Menurut Aris, upaya keras, masif, terstrukrur, aksi nyata, serta terukur dalam pencegahan dan penanganan kekerasan pada satuan pendidikan wajib dilakukan untuk mengakhiri kekerasan di satuan pendidikan.
Salah satu kasus kekerasan anak yang menarik perhatian publik pada tahun 2024 ini adalah bullying atau perundungan pelajar SMA Binus School Serpong Tangerang.
Perlu Kepedulian Banyak Pihak
Tentu saja, ada beberapa faktor yang menyebabkan hal ini terjadi. Ada yang berasal dari lingkungan dalam keluarga, ada pula yang berasal dari dari luar keluarga.
Lingkungan dalam keluarga yang dimaksud adalah bimbingan orang tua, komunikasi orang tua, dan kontrol orang tua.
Bisa jadi keluarga lepas tanggung jawab atas aktivitas keseharian anak yang seharusnya masih dalam bimbingan mereka, bisa pula anak tidak mendapatkan perhatian yang seharusnya, bisa pula komunikasi orang tua dan anak tidak terjalin dengan baik.
Jika ditelisik lebih jauh lagi, banyaknya kasus anak yang lepas kendali karena tidak sedikit di antara mereka yang tidak mendapatkan rasa kenyamanan di lingkungan terdekatnya (keluarga). Akibatnya, mereka melampiaskan rasa frustasinya dengan mencari lingkungan baru, yang belum tentu baik.

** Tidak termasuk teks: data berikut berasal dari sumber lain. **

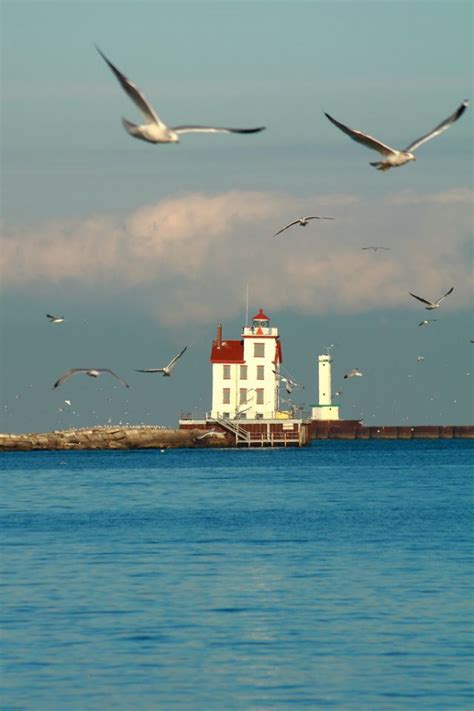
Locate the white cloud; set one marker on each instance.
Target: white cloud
(190, 257)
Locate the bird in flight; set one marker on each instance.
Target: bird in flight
(394, 157)
(167, 369)
(432, 304)
(55, 319)
(302, 221)
(92, 372)
(353, 373)
(155, 130)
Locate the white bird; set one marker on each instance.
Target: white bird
(353, 373)
(302, 221)
(92, 372)
(288, 382)
(167, 369)
(432, 304)
(154, 130)
(393, 156)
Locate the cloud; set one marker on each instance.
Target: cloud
(190, 257)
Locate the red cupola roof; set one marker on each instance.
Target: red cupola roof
(260, 317)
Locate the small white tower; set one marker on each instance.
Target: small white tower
(324, 410)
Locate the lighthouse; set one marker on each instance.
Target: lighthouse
(244, 372)
(324, 410)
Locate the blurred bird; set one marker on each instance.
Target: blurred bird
(154, 130)
(92, 372)
(167, 369)
(394, 157)
(432, 304)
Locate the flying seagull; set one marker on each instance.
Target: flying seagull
(92, 372)
(302, 221)
(353, 373)
(154, 130)
(167, 370)
(393, 157)
(432, 304)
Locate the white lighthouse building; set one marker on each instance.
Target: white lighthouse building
(324, 410)
(244, 383)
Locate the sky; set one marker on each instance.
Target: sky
(144, 248)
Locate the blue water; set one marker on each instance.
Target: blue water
(335, 577)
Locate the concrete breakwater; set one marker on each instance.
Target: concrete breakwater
(117, 437)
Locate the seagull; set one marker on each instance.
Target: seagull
(394, 157)
(432, 304)
(302, 221)
(167, 370)
(154, 130)
(353, 373)
(288, 382)
(92, 372)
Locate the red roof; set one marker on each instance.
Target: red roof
(229, 352)
(260, 317)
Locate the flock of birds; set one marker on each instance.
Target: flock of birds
(154, 130)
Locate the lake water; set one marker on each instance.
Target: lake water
(337, 577)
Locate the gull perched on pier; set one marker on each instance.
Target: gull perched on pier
(432, 304)
(155, 130)
(302, 221)
(92, 372)
(353, 373)
(394, 157)
(167, 369)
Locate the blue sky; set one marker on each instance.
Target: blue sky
(144, 248)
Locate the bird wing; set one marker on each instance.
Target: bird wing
(285, 228)
(363, 138)
(134, 93)
(149, 370)
(214, 129)
(173, 360)
(445, 295)
(439, 129)
(111, 372)
(430, 303)
(67, 374)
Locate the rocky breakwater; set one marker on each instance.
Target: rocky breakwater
(117, 437)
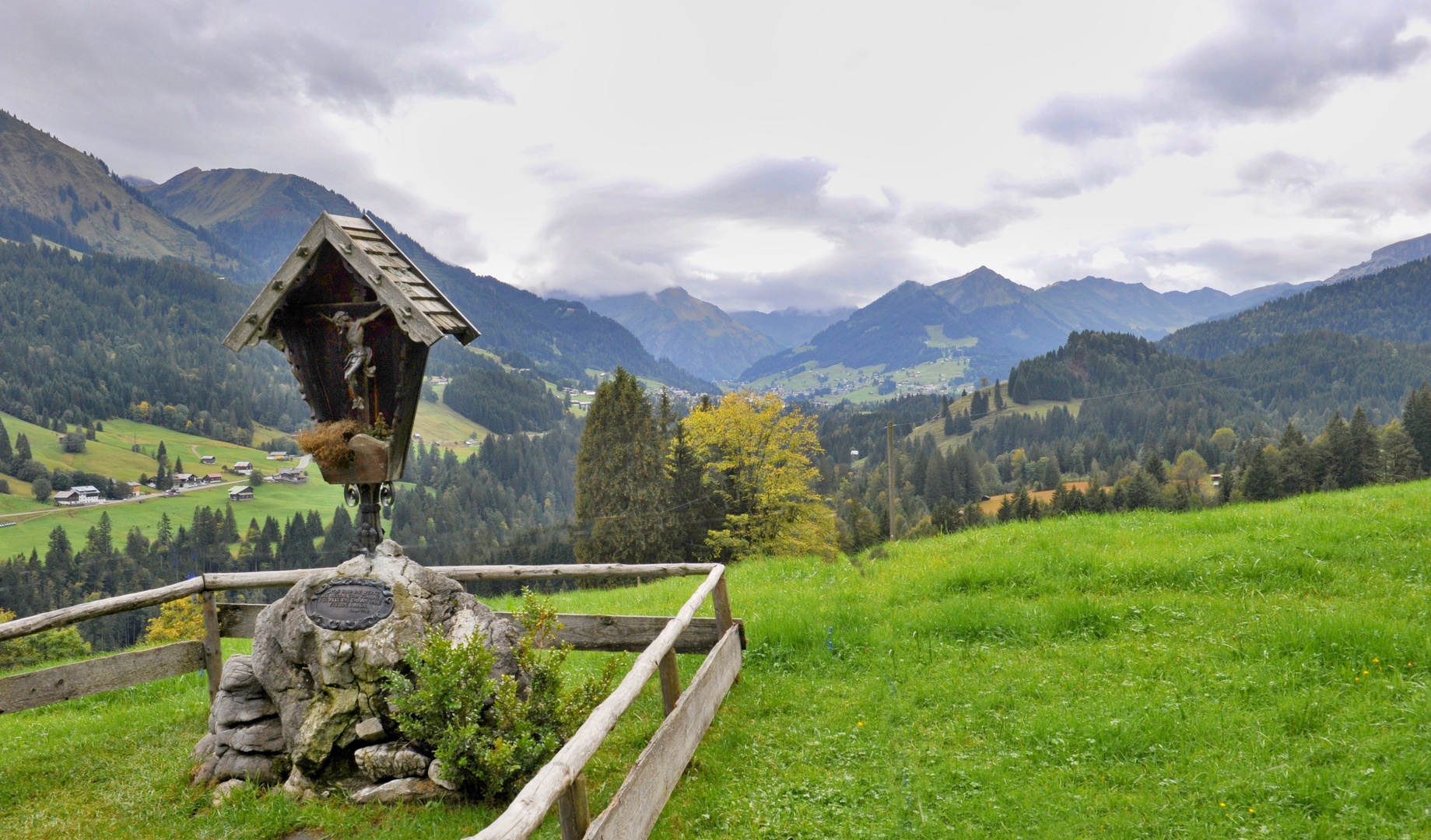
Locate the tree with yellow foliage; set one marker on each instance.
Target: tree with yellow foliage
(179, 620)
(759, 464)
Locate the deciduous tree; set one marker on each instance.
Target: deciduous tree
(760, 460)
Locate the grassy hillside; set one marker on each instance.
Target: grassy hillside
(861, 385)
(279, 501)
(1035, 408)
(1244, 671)
(112, 451)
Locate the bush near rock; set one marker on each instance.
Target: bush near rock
(310, 707)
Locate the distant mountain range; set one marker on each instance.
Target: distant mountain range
(693, 334)
(791, 328)
(46, 187)
(915, 324)
(1393, 303)
(706, 339)
(1386, 258)
(244, 222)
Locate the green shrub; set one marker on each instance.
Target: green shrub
(493, 737)
(61, 643)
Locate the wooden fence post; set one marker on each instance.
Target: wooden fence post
(720, 600)
(573, 810)
(670, 681)
(212, 649)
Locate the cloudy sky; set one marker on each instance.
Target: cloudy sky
(772, 153)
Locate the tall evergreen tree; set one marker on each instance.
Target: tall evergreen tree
(1260, 482)
(1155, 468)
(1415, 417)
(1400, 460)
(1335, 453)
(623, 491)
(1366, 461)
(693, 509)
(338, 538)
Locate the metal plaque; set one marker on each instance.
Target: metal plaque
(349, 604)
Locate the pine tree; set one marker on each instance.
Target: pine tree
(337, 538)
(1260, 482)
(1400, 460)
(1144, 491)
(1155, 468)
(623, 491)
(977, 405)
(1298, 463)
(230, 533)
(1417, 421)
(936, 480)
(59, 562)
(1337, 453)
(693, 509)
(1366, 461)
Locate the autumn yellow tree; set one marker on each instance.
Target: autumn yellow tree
(759, 460)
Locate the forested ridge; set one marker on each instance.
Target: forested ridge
(1393, 305)
(107, 337)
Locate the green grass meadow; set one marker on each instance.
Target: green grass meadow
(279, 501)
(1248, 671)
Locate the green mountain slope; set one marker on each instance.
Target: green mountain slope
(791, 327)
(100, 335)
(1148, 674)
(1394, 303)
(259, 212)
(693, 334)
(52, 182)
(266, 214)
(1002, 321)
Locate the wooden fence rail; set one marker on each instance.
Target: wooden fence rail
(641, 797)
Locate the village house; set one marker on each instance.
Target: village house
(291, 475)
(78, 495)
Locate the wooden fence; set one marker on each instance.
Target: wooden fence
(637, 804)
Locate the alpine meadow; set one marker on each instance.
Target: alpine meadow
(503, 421)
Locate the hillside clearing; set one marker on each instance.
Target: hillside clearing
(1247, 670)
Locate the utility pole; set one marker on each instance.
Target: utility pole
(890, 441)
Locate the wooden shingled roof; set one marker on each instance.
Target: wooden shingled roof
(421, 311)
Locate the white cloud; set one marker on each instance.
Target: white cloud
(783, 152)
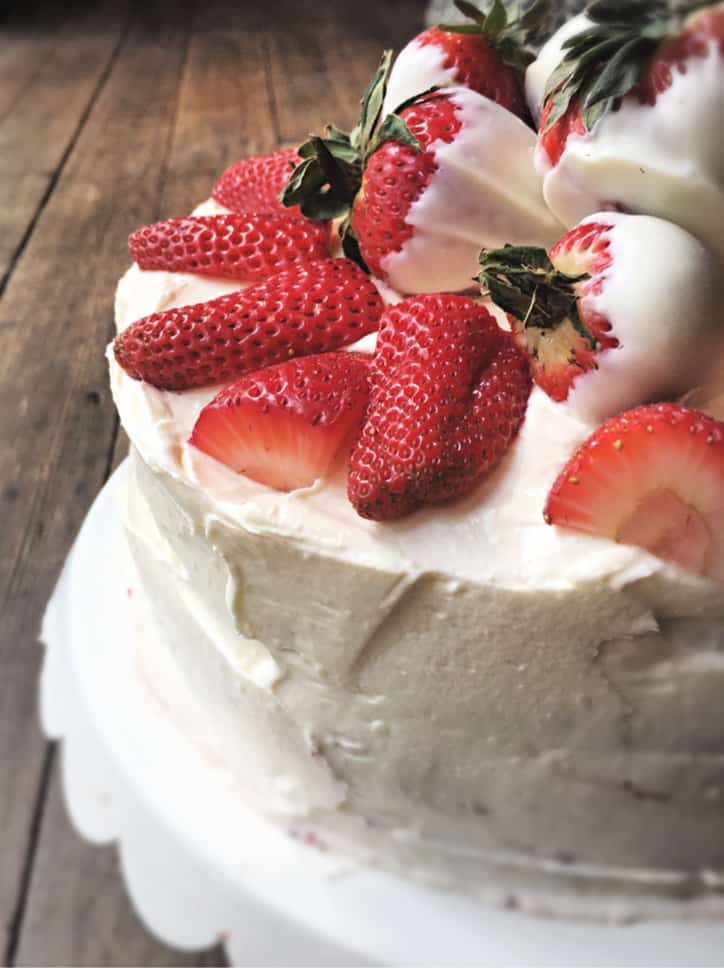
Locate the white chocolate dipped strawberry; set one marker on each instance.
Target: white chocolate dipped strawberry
(632, 117)
(623, 310)
(488, 54)
(423, 190)
(549, 57)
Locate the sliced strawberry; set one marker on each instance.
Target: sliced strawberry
(254, 184)
(284, 426)
(307, 309)
(545, 298)
(244, 246)
(448, 392)
(652, 477)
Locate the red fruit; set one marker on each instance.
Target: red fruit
(478, 65)
(244, 246)
(549, 312)
(254, 184)
(448, 392)
(652, 477)
(285, 425)
(647, 47)
(396, 175)
(311, 308)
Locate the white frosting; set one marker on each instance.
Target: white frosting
(467, 696)
(664, 298)
(484, 193)
(417, 68)
(665, 160)
(549, 57)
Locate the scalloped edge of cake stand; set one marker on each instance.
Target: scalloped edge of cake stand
(201, 867)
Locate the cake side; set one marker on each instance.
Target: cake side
(400, 745)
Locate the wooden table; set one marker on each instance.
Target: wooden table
(112, 115)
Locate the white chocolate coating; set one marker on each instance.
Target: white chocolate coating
(664, 297)
(417, 68)
(468, 697)
(665, 160)
(549, 57)
(484, 193)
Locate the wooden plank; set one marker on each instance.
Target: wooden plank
(235, 58)
(100, 927)
(58, 426)
(320, 69)
(225, 108)
(51, 63)
(207, 131)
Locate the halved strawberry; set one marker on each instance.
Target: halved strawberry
(544, 296)
(254, 184)
(307, 309)
(652, 477)
(238, 246)
(448, 392)
(284, 426)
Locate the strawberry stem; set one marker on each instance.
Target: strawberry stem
(325, 183)
(514, 35)
(605, 62)
(523, 282)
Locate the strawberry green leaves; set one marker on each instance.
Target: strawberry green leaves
(513, 34)
(326, 182)
(523, 281)
(605, 62)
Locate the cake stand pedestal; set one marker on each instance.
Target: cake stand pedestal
(200, 867)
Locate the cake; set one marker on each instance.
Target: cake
(459, 690)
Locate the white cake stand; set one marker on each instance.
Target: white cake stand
(200, 867)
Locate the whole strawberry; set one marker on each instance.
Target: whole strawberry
(632, 114)
(254, 184)
(624, 309)
(448, 392)
(285, 425)
(652, 477)
(245, 247)
(488, 54)
(421, 190)
(308, 309)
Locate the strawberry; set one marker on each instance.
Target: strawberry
(487, 54)
(613, 134)
(421, 189)
(284, 425)
(254, 184)
(240, 246)
(652, 477)
(448, 392)
(545, 298)
(307, 309)
(623, 310)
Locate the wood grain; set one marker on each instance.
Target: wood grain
(55, 446)
(50, 71)
(112, 116)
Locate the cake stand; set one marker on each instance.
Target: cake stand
(201, 867)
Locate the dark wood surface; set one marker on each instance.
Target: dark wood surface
(113, 114)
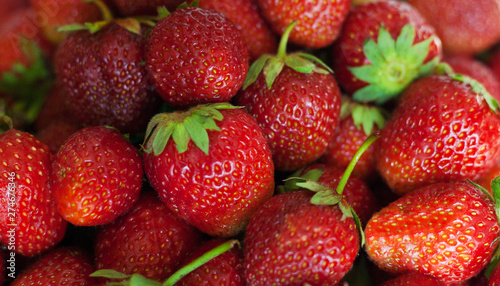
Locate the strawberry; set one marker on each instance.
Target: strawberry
(465, 27)
(245, 15)
(214, 175)
(61, 266)
(196, 56)
(384, 46)
(28, 215)
(442, 129)
(103, 79)
(53, 14)
(319, 24)
(296, 103)
(96, 176)
(223, 270)
(150, 240)
(445, 230)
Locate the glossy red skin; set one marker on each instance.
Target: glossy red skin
(477, 70)
(104, 80)
(220, 191)
(223, 270)
(196, 56)
(297, 115)
(465, 27)
(52, 14)
(96, 176)
(246, 16)
(319, 22)
(38, 226)
(150, 240)
(433, 230)
(356, 192)
(364, 22)
(440, 131)
(61, 266)
(289, 239)
(346, 142)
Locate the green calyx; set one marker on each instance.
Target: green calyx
(272, 65)
(394, 65)
(139, 280)
(183, 127)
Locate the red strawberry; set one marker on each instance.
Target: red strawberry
(465, 27)
(150, 240)
(212, 174)
(319, 25)
(223, 270)
(296, 103)
(96, 176)
(28, 215)
(196, 56)
(245, 15)
(445, 230)
(62, 266)
(54, 14)
(443, 129)
(383, 47)
(103, 79)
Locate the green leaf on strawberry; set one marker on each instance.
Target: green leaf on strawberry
(394, 65)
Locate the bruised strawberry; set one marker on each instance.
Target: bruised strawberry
(96, 176)
(196, 56)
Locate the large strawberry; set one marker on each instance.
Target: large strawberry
(319, 25)
(196, 56)
(384, 46)
(445, 230)
(443, 129)
(296, 103)
(96, 176)
(212, 174)
(28, 215)
(150, 240)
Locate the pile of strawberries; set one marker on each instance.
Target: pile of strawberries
(249, 142)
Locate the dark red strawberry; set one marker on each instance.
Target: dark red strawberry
(384, 46)
(62, 266)
(319, 24)
(223, 270)
(443, 129)
(465, 27)
(196, 56)
(28, 215)
(150, 240)
(245, 15)
(296, 103)
(445, 230)
(104, 80)
(96, 176)
(212, 174)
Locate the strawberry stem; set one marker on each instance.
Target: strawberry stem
(174, 278)
(354, 161)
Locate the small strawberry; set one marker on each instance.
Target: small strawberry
(196, 56)
(296, 102)
(96, 176)
(465, 27)
(444, 128)
(245, 15)
(62, 266)
(319, 22)
(384, 46)
(445, 230)
(150, 240)
(214, 175)
(28, 215)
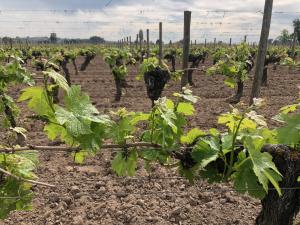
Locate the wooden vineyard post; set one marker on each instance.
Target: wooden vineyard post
(262, 50)
(148, 44)
(186, 47)
(141, 38)
(294, 44)
(160, 43)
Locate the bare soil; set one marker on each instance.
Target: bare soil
(92, 194)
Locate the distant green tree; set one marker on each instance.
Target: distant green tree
(296, 24)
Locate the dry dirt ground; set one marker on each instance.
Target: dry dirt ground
(91, 194)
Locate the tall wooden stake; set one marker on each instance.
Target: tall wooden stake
(294, 44)
(186, 47)
(262, 50)
(160, 43)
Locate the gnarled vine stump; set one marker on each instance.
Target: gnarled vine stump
(278, 210)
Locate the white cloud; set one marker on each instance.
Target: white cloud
(124, 18)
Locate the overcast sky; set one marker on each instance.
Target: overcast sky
(114, 19)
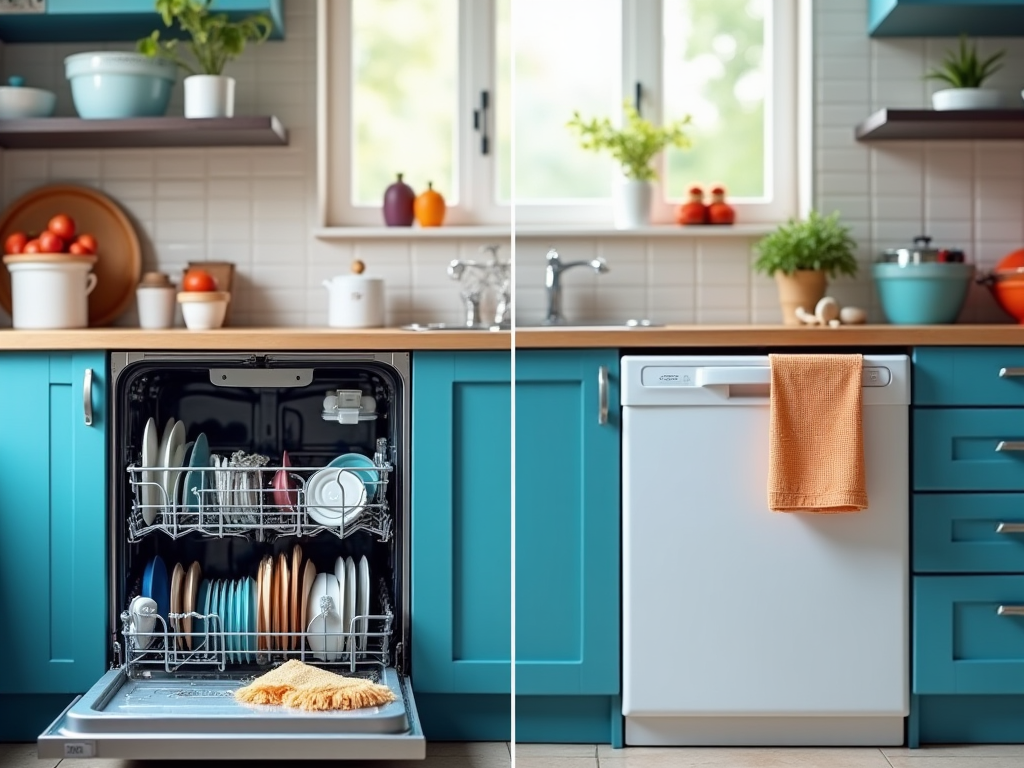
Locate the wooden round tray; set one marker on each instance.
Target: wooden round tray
(119, 262)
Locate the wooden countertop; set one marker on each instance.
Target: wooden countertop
(255, 339)
(770, 336)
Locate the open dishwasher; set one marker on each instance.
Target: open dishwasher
(251, 463)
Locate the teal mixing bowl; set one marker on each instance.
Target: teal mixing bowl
(113, 85)
(926, 294)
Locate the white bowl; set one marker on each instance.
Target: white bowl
(967, 98)
(17, 102)
(204, 310)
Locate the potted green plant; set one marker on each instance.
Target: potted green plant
(634, 146)
(802, 255)
(965, 73)
(214, 40)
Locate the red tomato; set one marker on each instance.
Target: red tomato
(198, 280)
(87, 242)
(15, 243)
(50, 243)
(62, 225)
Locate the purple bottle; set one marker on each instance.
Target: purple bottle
(398, 201)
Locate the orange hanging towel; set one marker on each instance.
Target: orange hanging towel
(816, 452)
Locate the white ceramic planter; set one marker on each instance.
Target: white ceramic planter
(53, 293)
(355, 301)
(632, 204)
(967, 98)
(209, 96)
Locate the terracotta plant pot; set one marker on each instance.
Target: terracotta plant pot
(804, 288)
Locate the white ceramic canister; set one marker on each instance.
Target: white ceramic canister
(355, 300)
(50, 290)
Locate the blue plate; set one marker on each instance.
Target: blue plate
(371, 477)
(156, 586)
(195, 479)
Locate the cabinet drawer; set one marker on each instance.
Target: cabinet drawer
(962, 644)
(958, 376)
(969, 532)
(960, 450)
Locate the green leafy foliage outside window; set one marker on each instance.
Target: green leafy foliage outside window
(817, 243)
(214, 39)
(633, 145)
(963, 69)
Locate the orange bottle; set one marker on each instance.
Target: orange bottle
(693, 211)
(429, 207)
(720, 212)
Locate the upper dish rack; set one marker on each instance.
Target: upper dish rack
(366, 647)
(236, 501)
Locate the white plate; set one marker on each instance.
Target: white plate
(363, 599)
(150, 496)
(325, 585)
(171, 455)
(329, 489)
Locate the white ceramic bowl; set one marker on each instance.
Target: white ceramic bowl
(204, 310)
(17, 101)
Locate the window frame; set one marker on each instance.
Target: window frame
(642, 62)
(475, 201)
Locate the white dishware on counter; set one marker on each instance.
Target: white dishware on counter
(355, 300)
(155, 298)
(204, 310)
(50, 290)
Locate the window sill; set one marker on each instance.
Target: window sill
(412, 232)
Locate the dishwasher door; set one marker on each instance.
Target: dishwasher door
(195, 717)
(742, 626)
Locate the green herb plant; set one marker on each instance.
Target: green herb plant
(634, 144)
(215, 40)
(963, 69)
(817, 243)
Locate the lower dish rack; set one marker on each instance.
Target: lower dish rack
(236, 501)
(153, 641)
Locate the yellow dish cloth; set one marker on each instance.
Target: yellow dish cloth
(816, 451)
(304, 687)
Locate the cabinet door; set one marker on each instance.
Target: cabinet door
(53, 516)
(567, 520)
(462, 521)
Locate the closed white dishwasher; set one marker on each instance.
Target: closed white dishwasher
(742, 626)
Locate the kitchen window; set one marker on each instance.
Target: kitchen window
(728, 64)
(418, 87)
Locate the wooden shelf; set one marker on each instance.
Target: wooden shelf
(952, 124)
(75, 133)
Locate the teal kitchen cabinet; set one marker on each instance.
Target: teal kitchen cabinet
(945, 17)
(108, 20)
(567, 546)
(968, 552)
(462, 544)
(53, 550)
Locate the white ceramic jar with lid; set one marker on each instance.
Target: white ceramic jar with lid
(355, 300)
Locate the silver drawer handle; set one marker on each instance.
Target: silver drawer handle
(87, 396)
(602, 394)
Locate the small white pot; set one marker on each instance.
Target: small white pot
(51, 293)
(967, 98)
(355, 301)
(209, 96)
(632, 204)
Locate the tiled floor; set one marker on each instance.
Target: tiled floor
(496, 755)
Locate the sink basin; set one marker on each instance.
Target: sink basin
(451, 327)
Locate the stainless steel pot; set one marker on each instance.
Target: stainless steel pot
(922, 253)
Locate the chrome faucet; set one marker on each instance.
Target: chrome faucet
(553, 282)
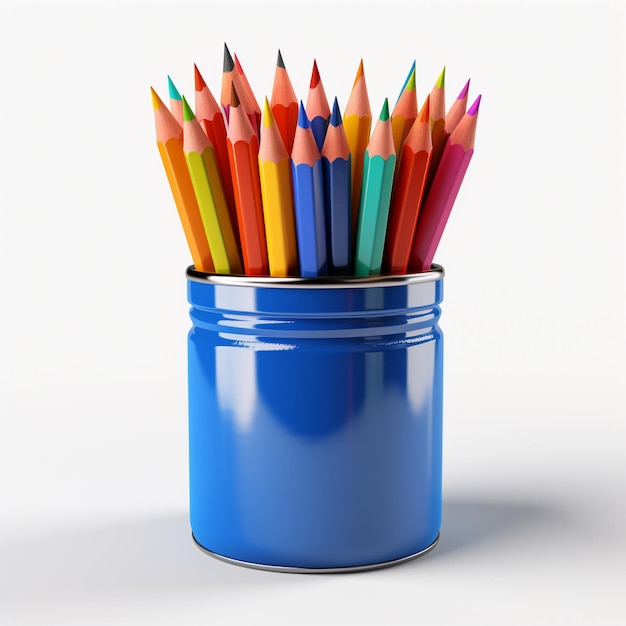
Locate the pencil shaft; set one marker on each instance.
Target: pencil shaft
(308, 194)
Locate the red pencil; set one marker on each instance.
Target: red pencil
(284, 104)
(211, 118)
(230, 77)
(243, 152)
(250, 97)
(317, 107)
(443, 192)
(407, 193)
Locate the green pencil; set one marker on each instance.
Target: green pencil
(378, 169)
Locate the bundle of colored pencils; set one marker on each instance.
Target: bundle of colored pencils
(302, 190)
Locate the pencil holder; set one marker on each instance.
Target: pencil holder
(315, 419)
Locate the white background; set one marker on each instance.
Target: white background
(93, 457)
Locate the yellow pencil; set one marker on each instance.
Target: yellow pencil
(278, 212)
(169, 135)
(209, 193)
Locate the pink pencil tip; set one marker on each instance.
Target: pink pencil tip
(315, 75)
(474, 108)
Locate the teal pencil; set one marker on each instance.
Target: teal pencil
(378, 169)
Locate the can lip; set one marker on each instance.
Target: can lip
(435, 273)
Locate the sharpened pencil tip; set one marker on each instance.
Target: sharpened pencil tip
(268, 116)
(303, 120)
(464, 91)
(174, 94)
(474, 108)
(188, 115)
(442, 79)
(424, 114)
(157, 103)
(384, 114)
(335, 116)
(229, 64)
(315, 76)
(234, 96)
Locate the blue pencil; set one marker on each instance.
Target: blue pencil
(337, 165)
(308, 197)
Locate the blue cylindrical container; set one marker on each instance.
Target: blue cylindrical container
(315, 419)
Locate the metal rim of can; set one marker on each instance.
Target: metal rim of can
(435, 273)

Dalam ilmu psikologi, remaja umumnya punya sikap conformity yaitu kecenderungan untuk mengikuti opini, pendapat, nilai, kebiasaan, kegemaran, atau keinginan orang lain. Ini bisa memberikan dampak yang positif maupun negatif.
Apabila komunitas yang diikuti atau diimitasi itu menampilkan sikap dan perilaku yang secara moral agama dapat dipertanggungjawabkan, misalnya komunitas orang-orang shaleh, berbudi pekerti luhur, kreatif, rajin belajar, aktif berorganisasi, maka kemungkinan besar remaja tersebut akan menampilkan pribadi yang baik.
Sebaliknya, apabila komunitas itu menampilkan sikap dan perilaku yang melecehkan nilai-nilai moral, maka sangat dimungkinkan remaja akan menampilkan perilaku seperti komunitas tersebut.
Celakanya, banyak orang tua yang tidak menyadari hal mendasar ini. Tidak banyak perhatian yang diberikan pada perilaku anak yang masih labil. Orang tahu baru tersentak ketika anak mereka sendiri terlibat masalah.
Padahal, keluarga bisa menjadi garda terdepan dalam mengawasi anak-anaknya. Keluarga (orang tua) harus bisa menanamkan nilai-nilai, bukan aturan semata. Nilai-nilai di rumah (keluarga) sebagai pintu (utama) sangat penting. Dan selama ini, pengawasan terhadap anak oleh keluarga sangat kurang.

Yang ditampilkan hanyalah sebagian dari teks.